Often, you can get a tax break for charitable donations. Discover more about taxes and charitable donations, so you can do good and save money at the same time.

Donate to charity and save on your taxes


The benefit to your taxes from charitable donations actually comes in the form of a credit, rather than a deduction.

  • The difference is simply that while deductions reduce the total amount of income you can be taxed on, credits directly reduce the amount of actual tax you pay after deductions.
  • In the case of donations, the credit in general is for up to 75 per cent of your net income. In the final year of life this goes up to 100 per cent of net income.


In general, to be eligible for a tax credit, you have to be donating to a registered charity.

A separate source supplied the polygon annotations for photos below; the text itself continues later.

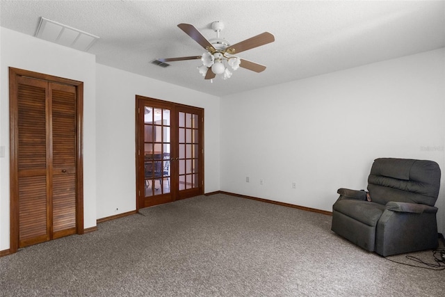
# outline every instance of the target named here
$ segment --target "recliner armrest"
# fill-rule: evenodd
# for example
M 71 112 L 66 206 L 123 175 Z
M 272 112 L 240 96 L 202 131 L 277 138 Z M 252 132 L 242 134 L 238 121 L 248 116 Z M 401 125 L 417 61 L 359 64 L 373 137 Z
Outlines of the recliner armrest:
M 437 207 L 416 203 L 396 202 L 394 201 L 390 201 L 387 203 L 386 207 L 387 209 L 398 212 L 410 212 L 414 214 L 436 214 L 437 212 Z
M 349 188 L 340 188 L 337 190 L 337 193 L 348 198 L 353 198 L 358 200 L 366 200 L 366 192 L 364 191 L 350 190 Z

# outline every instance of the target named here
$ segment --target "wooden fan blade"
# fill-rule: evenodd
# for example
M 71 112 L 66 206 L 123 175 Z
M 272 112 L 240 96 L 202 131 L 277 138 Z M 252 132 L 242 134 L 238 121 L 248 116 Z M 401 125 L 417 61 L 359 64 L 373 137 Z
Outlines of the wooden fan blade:
M 266 70 L 266 66 L 260 64 L 257 64 L 254 62 L 250 62 L 247 60 L 241 60 L 241 63 L 239 65 L 243 68 L 248 69 L 249 70 L 254 71 L 255 72 L 261 72 Z
M 204 79 L 214 79 L 216 76 L 216 74 L 215 74 L 211 71 L 211 68 L 209 67 L 209 70 L 207 70 L 207 73 L 206 73 L 206 77 L 204 78 Z
M 248 49 L 267 45 L 268 43 L 273 42 L 275 40 L 275 38 L 272 34 L 268 32 L 264 32 L 257 35 L 257 36 L 254 36 L 234 45 L 231 45 L 226 49 L 226 51 L 233 55 L 241 53 L 241 51 L 247 51 Z
M 180 58 L 162 58 L 157 59 L 159 62 L 173 62 L 175 61 L 186 61 L 186 60 L 197 60 L 200 59 L 201 56 L 192 56 L 190 57 L 180 57 Z
M 202 36 L 202 34 L 201 34 L 193 25 L 191 25 L 190 24 L 179 24 L 178 27 L 207 50 L 211 51 L 215 50 L 211 43 L 210 43 L 205 37 Z

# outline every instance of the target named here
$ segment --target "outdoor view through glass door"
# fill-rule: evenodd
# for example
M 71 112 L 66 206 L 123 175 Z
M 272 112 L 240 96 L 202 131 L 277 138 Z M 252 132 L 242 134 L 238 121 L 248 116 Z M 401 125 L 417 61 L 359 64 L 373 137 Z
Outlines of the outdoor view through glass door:
M 203 193 L 203 110 L 136 101 L 138 208 Z

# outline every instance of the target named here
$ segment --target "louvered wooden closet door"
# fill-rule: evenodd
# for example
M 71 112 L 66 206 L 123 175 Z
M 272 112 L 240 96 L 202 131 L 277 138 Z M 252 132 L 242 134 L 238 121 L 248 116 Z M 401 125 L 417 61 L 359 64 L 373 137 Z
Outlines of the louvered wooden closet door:
M 52 129 L 54 238 L 76 233 L 76 93 L 49 83 Z
M 20 78 L 17 90 L 19 246 L 49 239 L 47 176 L 47 85 Z
M 23 247 L 76 232 L 75 88 L 20 77 L 17 106 Z

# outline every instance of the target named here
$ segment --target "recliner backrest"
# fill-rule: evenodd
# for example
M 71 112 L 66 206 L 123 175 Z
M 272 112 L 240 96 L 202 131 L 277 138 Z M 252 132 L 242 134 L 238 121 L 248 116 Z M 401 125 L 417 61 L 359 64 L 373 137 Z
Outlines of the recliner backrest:
M 380 158 L 368 177 L 372 201 L 421 203 L 434 206 L 440 188 L 440 168 L 432 161 Z

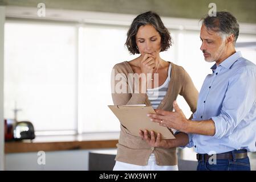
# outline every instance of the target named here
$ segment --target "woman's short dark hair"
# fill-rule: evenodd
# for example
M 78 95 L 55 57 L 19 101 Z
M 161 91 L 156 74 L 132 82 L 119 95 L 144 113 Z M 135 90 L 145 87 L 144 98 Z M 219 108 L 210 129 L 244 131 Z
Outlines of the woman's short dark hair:
M 172 39 L 168 30 L 164 26 L 160 17 L 155 12 L 148 11 L 135 18 L 127 32 L 125 46 L 131 53 L 139 53 L 136 42 L 136 36 L 141 26 L 153 26 L 161 36 L 161 52 L 167 50 L 172 46 Z

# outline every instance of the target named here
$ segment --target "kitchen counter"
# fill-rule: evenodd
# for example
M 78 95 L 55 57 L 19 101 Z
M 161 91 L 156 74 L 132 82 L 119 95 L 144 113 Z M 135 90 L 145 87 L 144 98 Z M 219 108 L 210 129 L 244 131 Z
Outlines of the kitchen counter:
M 119 133 L 90 133 L 62 136 L 40 136 L 33 140 L 6 142 L 9 153 L 116 148 Z

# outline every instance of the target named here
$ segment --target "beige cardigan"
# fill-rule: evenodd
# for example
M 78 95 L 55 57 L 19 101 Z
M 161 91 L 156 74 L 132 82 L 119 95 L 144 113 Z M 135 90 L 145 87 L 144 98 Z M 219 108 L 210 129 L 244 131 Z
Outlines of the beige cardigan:
M 198 92 L 184 69 L 172 63 L 170 64 L 171 76 L 168 91 L 157 109 L 172 111 L 173 102 L 176 100 L 178 94 L 180 94 L 184 97 L 189 105 L 191 111 L 194 113 L 197 107 Z M 113 73 L 113 71 L 115 73 Z M 127 81 L 126 84 L 124 84 L 127 87 L 125 89 L 127 90 L 129 90 L 131 85 L 128 84 L 128 74 L 134 73 L 134 72 L 127 61 L 117 64 L 113 67 L 112 76 L 116 76 L 118 73 L 123 73 L 123 78 Z M 112 97 L 115 105 L 131 104 L 151 105 L 147 94 L 134 93 L 134 88 L 132 88 L 133 93 L 129 93 L 128 92 L 127 93 L 115 93 L 115 90 L 113 90 L 115 89 L 113 85 L 116 85 L 118 82 L 120 82 L 120 80 L 116 81 L 112 78 Z M 176 148 L 151 147 L 140 137 L 132 135 L 122 125 L 120 125 L 120 127 L 121 131 L 119 143 L 117 144 L 117 154 L 115 158 L 116 160 L 129 164 L 146 166 L 149 156 L 152 153 L 154 153 L 157 165 L 177 165 Z

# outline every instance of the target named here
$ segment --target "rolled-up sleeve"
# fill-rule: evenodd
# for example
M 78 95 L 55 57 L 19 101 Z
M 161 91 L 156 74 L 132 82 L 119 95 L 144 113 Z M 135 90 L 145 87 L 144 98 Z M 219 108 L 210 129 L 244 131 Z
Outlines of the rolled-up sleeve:
M 250 111 L 256 102 L 255 73 L 250 67 L 243 68 L 230 78 L 220 114 L 212 117 L 216 128 L 213 137 L 231 135 Z
M 177 131 L 175 133 L 175 135 L 176 135 L 176 134 L 178 134 L 180 133 L 181 133 L 181 131 Z M 186 134 L 189 136 L 189 143 L 186 145 L 185 145 L 185 146 L 180 146 L 180 147 L 181 148 L 184 148 L 185 147 L 191 148 L 191 147 L 194 146 L 194 142 L 193 142 L 193 140 L 192 140 L 193 134 L 190 134 L 190 133 L 186 133 Z

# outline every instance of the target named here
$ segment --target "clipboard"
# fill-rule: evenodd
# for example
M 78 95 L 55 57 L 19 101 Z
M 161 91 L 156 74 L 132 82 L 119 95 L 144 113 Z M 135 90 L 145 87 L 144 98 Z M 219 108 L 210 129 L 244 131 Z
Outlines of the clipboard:
M 140 136 L 140 130 L 153 131 L 159 133 L 163 139 L 174 139 L 170 131 L 166 127 L 159 125 L 151 121 L 147 114 L 156 114 L 151 106 L 141 105 L 108 105 L 120 122 L 133 135 Z

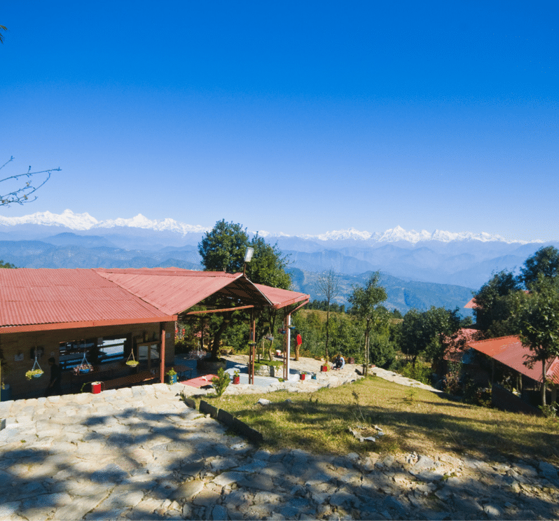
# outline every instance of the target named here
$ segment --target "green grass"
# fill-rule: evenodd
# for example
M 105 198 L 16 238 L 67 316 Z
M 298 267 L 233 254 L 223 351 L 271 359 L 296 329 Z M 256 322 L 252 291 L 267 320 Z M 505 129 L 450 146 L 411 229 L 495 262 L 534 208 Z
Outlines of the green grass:
M 260 398 L 272 405 L 256 405 Z M 221 408 L 262 433 L 263 447 L 271 450 L 467 452 L 490 461 L 518 457 L 559 464 L 556 419 L 464 404 L 375 377 L 312 394 L 224 395 Z M 385 436 L 375 444 L 359 443 L 348 431 L 358 425 L 364 436 L 374 435 L 374 425 Z

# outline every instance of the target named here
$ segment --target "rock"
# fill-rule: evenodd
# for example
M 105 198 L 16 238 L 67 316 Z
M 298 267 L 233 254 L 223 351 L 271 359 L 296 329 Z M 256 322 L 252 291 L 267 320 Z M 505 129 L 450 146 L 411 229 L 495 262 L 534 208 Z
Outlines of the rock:
M 417 462 L 412 466 L 410 472 L 412 474 L 417 474 L 424 471 L 430 471 L 435 466 L 435 461 L 428 456 L 420 455 Z
M 501 517 L 503 515 L 502 510 L 495 505 L 485 505 L 483 507 L 483 511 L 487 514 L 488 517 L 491 519 Z
M 547 461 L 540 461 L 538 464 L 538 468 L 547 479 L 551 481 L 557 481 L 558 477 L 558 471 L 553 465 L 547 463 Z
M 227 508 L 223 505 L 215 505 L 212 509 L 212 519 L 214 521 L 221 521 L 227 519 Z
M 186 481 L 172 494 L 172 497 L 177 501 L 190 501 L 204 488 L 204 482 L 200 480 Z

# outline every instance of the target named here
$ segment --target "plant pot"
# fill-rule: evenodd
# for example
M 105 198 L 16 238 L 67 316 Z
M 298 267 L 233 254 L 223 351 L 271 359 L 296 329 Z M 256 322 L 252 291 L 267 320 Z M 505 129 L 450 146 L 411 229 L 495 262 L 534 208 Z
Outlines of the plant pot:
M 12 390 L 10 384 L 5 384 L 4 388 L 0 389 L 0 401 L 8 401 L 12 399 Z

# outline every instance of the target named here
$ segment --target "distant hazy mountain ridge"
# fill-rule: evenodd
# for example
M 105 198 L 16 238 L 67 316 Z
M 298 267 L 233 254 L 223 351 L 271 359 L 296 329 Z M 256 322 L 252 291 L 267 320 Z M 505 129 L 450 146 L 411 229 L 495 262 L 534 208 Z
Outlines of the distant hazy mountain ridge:
M 197 246 L 209 230 L 142 214 L 106 221 L 71 210 L 61 214 L 0 216 L 0 259 L 20 268 L 200 270 Z M 290 271 L 299 274 L 295 277 L 298 289 L 312 294 L 317 274 L 333 270 L 344 277 L 350 291 L 363 274 L 379 270 L 387 284 L 389 277 L 398 279 L 390 282 L 389 300 L 402 311 L 410 306 L 448 306 L 453 302 L 462 307 L 472 289 L 479 289 L 495 272 L 518 270 L 542 246 L 487 233 L 406 231 L 399 226 L 382 233 L 354 228 L 319 235 L 258 233 L 288 256 Z
M 53 214 L 50 211 L 37 212 L 22 217 L 6 217 L 0 216 L 0 225 L 14 226 L 21 224 L 36 224 L 43 226 L 64 226 L 70 230 L 89 230 L 93 228 L 111 228 L 116 227 L 141 228 L 144 230 L 153 230 L 154 231 L 170 231 L 182 234 L 203 233 L 210 230 L 201 225 L 185 224 L 179 223 L 174 219 L 165 218 L 163 221 L 149 219 L 142 214 L 138 214 L 130 218 L 108 219 L 106 221 L 97 221 L 87 212 L 83 214 L 74 214 L 71 210 L 64 210 L 62 214 Z M 259 234 L 263 237 L 288 237 L 284 233 L 272 233 L 261 231 Z M 366 231 L 358 231 L 354 228 L 338 231 L 326 232 L 319 235 L 301 235 L 301 239 L 318 241 L 340 241 L 356 240 L 371 242 L 406 242 L 413 244 L 422 241 L 439 241 L 441 242 L 450 242 L 452 241 L 480 241 L 488 242 L 497 241 L 507 244 L 518 243 L 526 244 L 526 242 L 519 240 L 507 240 L 500 235 L 490 235 L 488 233 L 471 233 L 470 232 L 446 232 L 436 230 L 429 232 L 425 230 L 416 232 L 414 230 L 406 231 L 401 226 L 387 230 L 382 233 L 371 233 Z

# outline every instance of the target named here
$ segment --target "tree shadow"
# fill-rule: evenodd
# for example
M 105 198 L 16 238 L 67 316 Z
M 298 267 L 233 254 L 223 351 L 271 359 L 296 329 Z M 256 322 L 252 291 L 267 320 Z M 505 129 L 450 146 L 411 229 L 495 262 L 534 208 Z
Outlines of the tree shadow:
M 346 404 L 306 398 L 263 409 L 261 425 L 270 429 L 275 410 L 291 410 L 300 420 L 303 447 L 305 430 L 316 429 L 317 421 L 333 414 L 352 417 Z M 432 479 L 410 473 L 410 464 L 389 454 L 376 462 L 300 449 L 268 454 L 228 435 L 224 426 L 188 408 L 179 397 L 149 408 L 121 402 L 107 412 L 110 405 L 104 404 L 102 412 L 91 410 L 70 418 L 57 417 L 53 408 L 50 420 L 60 426 L 56 436 L 29 424 L 13 429 L 11 438 L 0 433 L 0 439 L 9 440 L 0 442 L 0 517 L 259 519 L 276 513 L 287 519 L 336 514 L 481 519 L 497 512 L 497 518 L 526 518 L 543 513 L 553 517 L 559 494 L 551 483 L 554 492 L 523 497 L 522 489 L 511 488 L 510 475 L 490 466 L 460 479 Z M 378 414 L 376 408 L 361 407 L 366 415 Z M 483 429 L 483 422 L 468 427 L 460 417 L 390 414 L 402 429 L 420 421 L 442 431 L 460 426 L 462 436 L 473 440 Z M 22 443 L 18 438 L 25 429 Z M 532 486 L 531 479 L 526 478 L 527 487 Z M 505 508 L 505 503 L 511 506 Z

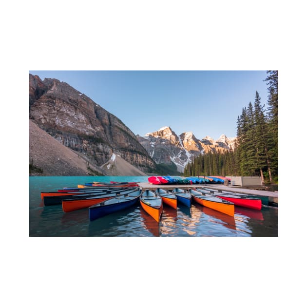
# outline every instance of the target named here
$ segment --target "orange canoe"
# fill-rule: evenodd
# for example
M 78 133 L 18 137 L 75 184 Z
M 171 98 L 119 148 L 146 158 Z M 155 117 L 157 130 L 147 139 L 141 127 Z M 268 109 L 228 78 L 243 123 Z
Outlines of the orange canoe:
M 230 201 L 222 199 L 212 194 L 201 193 L 192 189 L 189 189 L 193 199 L 197 203 L 209 208 L 219 211 L 230 216 L 234 215 L 234 204 Z
M 142 193 L 140 202 L 144 210 L 159 223 L 163 209 L 161 197 L 152 191 L 146 190 Z
M 98 204 L 113 197 L 115 197 L 119 195 L 125 195 L 125 194 L 131 193 L 135 189 L 132 189 L 123 191 L 122 192 L 108 193 L 95 196 L 62 200 L 62 207 L 63 211 L 64 212 L 70 212 L 75 210 L 89 208 L 93 205 Z

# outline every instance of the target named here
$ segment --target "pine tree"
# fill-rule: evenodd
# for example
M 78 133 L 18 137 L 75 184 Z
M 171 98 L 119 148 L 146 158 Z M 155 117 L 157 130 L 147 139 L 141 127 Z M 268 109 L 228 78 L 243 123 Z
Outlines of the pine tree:
M 269 85 L 268 116 L 270 144 L 268 155 L 270 158 L 271 166 L 274 174 L 278 174 L 278 71 L 268 70 L 265 81 Z

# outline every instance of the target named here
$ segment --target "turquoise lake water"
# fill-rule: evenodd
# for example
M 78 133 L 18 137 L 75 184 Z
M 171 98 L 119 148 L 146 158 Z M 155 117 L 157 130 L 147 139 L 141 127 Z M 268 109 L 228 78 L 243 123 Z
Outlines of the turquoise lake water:
M 87 208 L 64 212 L 61 205 L 45 207 L 40 192 L 98 181 L 148 182 L 148 176 L 29 177 L 29 236 L 278 236 L 278 210 L 261 211 L 235 207 L 234 217 L 192 203 L 177 210 L 163 206 L 156 223 L 139 204 L 92 222 Z

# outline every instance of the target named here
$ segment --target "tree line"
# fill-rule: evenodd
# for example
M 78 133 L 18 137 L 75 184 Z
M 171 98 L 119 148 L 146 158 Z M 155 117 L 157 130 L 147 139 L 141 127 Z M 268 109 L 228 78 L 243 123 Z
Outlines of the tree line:
M 253 104 L 242 108 L 234 149 L 196 157 L 187 164 L 184 175 L 260 176 L 264 182 L 278 182 L 278 71 L 267 75 L 268 106 L 256 91 Z

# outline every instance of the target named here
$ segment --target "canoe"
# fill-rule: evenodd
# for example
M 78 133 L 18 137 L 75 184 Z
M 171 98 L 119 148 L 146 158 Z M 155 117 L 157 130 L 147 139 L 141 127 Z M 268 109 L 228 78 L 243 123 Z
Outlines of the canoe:
M 137 190 L 128 194 L 120 195 L 89 207 L 90 221 L 123 210 L 137 203 L 142 191 Z
M 211 183 L 224 183 L 224 179 L 221 179 L 219 178 L 216 178 L 213 176 L 208 176 L 208 178 L 211 178 L 213 179 L 213 182 L 211 182 Z
M 179 203 L 191 208 L 192 195 L 187 190 L 175 188 L 172 192 L 177 196 L 177 199 Z
M 224 193 L 220 192 L 212 192 L 205 189 L 197 188 L 196 190 L 201 193 L 211 193 L 215 196 L 233 203 L 236 206 L 255 210 L 261 210 L 261 200 L 260 198 L 250 198 L 244 195 L 239 196 L 234 194 Z
M 233 194 L 238 196 L 246 196 L 249 197 L 249 198 L 258 198 L 261 200 L 261 203 L 263 205 L 265 205 L 266 206 L 269 205 L 269 196 L 267 196 L 257 195 L 256 194 L 249 194 L 248 193 L 242 193 L 242 192 L 231 192 L 230 191 L 225 191 L 220 190 L 219 189 L 217 191 L 216 190 L 211 189 L 207 188 L 203 188 L 203 189 L 205 190 L 208 190 L 210 191 L 210 192 L 219 192 L 223 194 Z
M 141 207 L 158 223 L 163 209 L 162 198 L 153 191 L 145 190 L 140 197 Z
M 121 188 L 119 188 L 121 189 Z M 69 195 L 77 195 L 79 194 L 83 194 L 84 193 L 96 193 L 103 191 L 109 191 L 109 188 L 104 188 L 101 190 L 94 190 L 94 189 L 79 189 L 79 190 L 58 190 L 57 191 L 54 191 L 51 192 L 40 192 L 40 198 L 42 199 L 44 199 L 44 197 L 47 196 L 66 196 Z
M 197 203 L 230 216 L 234 215 L 233 203 L 217 197 L 213 194 L 202 193 L 192 189 L 189 189 L 189 192 L 192 195 L 193 199 Z
M 199 180 L 197 177 L 187 177 L 187 179 L 192 182 L 193 184 L 198 184 L 199 183 Z
M 156 176 L 152 176 L 148 178 L 148 182 L 152 184 L 161 184 L 161 181 Z
M 171 177 L 171 176 L 162 176 L 162 177 L 165 178 L 167 180 L 168 180 L 170 183 L 176 183 L 177 179 Z
M 177 196 L 174 194 L 159 188 L 155 190 L 155 192 L 161 197 L 164 204 L 177 209 Z
M 51 206 L 53 205 L 61 205 L 62 201 L 66 199 L 77 199 L 85 197 L 95 196 L 96 195 L 104 195 L 109 193 L 120 192 L 121 191 L 128 191 L 130 190 L 128 188 L 106 190 L 97 192 L 91 191 L 90 192 L 84 192 L 83 193 L 77 193 L 74 194 L 74 193 L 59 193 L 58 195 L 51 195 L 50 196 L 44 196 L 43 201 L 45 206 Z
M 223 179 L 223 180 L 227 179 L 230 182 L 230 181 L 231 181 L 230 178 L 228 178 L 228 177 L 224 177 L 223 176 L 211 176 L 211 177 L 214 177 L 214 178 L 219 178 L 220 179 Z
M 170 180 L 165 178 L 163 178 L 162 176 L 157 176 L 157 178 L 160 180 L 160 184 L 167 184 L 170 183 Z
M 77 198 L 65 199 L 62 201 L 62 208 L 64 212 L 70 212 L 75 210 L 88 208 L 93 205 L 108 200 L 110 198 L 118 196 L 120 195 L 128 194 L 133 191 L 135 191 L 135 190 L 128 189 L 121 192 L 109 192 L 94 196 L 87 196 Z

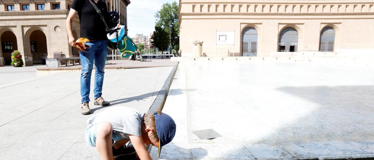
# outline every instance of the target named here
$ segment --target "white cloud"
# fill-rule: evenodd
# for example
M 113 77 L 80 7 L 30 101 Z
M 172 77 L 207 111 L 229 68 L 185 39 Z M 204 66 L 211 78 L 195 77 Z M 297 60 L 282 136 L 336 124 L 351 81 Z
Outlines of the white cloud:
M 149 36 L 154 30 L 154 15 L 164 3 L 178 0 L 133 0 L 127 7 L 128 35 L 135 37 L 137 34 Z

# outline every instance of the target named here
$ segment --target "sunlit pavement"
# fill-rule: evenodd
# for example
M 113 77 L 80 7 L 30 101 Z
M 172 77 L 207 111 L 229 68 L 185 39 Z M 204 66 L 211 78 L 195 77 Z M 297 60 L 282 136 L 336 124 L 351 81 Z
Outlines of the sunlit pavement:
M 163 110 L 177 134 L 160 159 L 374 157 L 373 73 L 334 63 L 181 62 Z M 192 132 L 208 129 L 222 136 Z
M 87 119 L 113 105 L 147 112 L 173 67 L 105 70 L 107 107 L 94 105 L 93 73 L 89 115 L 80 113 L 80 72 L 37 76 L 38 67 L 0 67 L 1 160 L 100 159 L 84 138 Z

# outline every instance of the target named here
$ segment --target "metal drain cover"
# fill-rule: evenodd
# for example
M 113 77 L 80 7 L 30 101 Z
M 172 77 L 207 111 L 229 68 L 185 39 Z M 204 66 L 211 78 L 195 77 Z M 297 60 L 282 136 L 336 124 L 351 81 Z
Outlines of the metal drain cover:
M 203 130 L 192 131 L 195 135 L 200 139 L 212 139 L 217 137 L 222 136 L 213 129 L 207 129 Z

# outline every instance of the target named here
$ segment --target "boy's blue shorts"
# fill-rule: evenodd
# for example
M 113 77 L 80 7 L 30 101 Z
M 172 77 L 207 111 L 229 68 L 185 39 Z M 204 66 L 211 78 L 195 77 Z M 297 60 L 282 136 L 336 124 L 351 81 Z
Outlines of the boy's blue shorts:
M 87 127 L 85 132 L 85 139 L 90 145 L 92 147 L 96 147 L 96 128 L 98 124 L 94 125 Z M 120 140 L 125 139 L 116 135 L 114 133 L 112 133 L 112 139 L 113 141 Z

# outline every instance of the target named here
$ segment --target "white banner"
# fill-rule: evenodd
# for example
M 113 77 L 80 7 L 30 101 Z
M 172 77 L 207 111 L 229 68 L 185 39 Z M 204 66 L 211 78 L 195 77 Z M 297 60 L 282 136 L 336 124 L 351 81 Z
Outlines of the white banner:
M 234 31 L 217 31 L 217 44 L 234 44 Z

  • The donation has to be a gift to the charity, meaning that raffles, charity dinner receipts and the like are not generally eligible.
  • Until 2017, there is an additional credit available to first-time donors. It's called the First-Time Donor's Super Credit and it adds 25 per cent to the rate for up to $1000 of donated money.

Organizing and maximizing your credits

It's important to remember a few things when doing your taxes, with regard to donations.

  • You can actually combine charitable donations with your spouse to maximize the total credit received, depending on your respective incomes and deductions.
  • You can carry some donations forward to future years for up to five years.

Other types of charitable giving

There are a lot of other ways to give besides one-time donations.

  • There are credits available for donations of stock and other publicly traded securities.
  • More commonly, however, are in-kind donations. Over 90 per cent of people aged over 15 make some kind of donation. This can include physical goods like clothing, food, art or toys, or even property.

Claiming your charitable donations

To gain the benefit of tax credits, you have to keep the receipts and claim your donations on your tax forms.

  • There are different categories, as discussed, but they're generally calculated on Schedule 9 and then Schedule 1 of your federal tax form, as well as on the provincial tax form.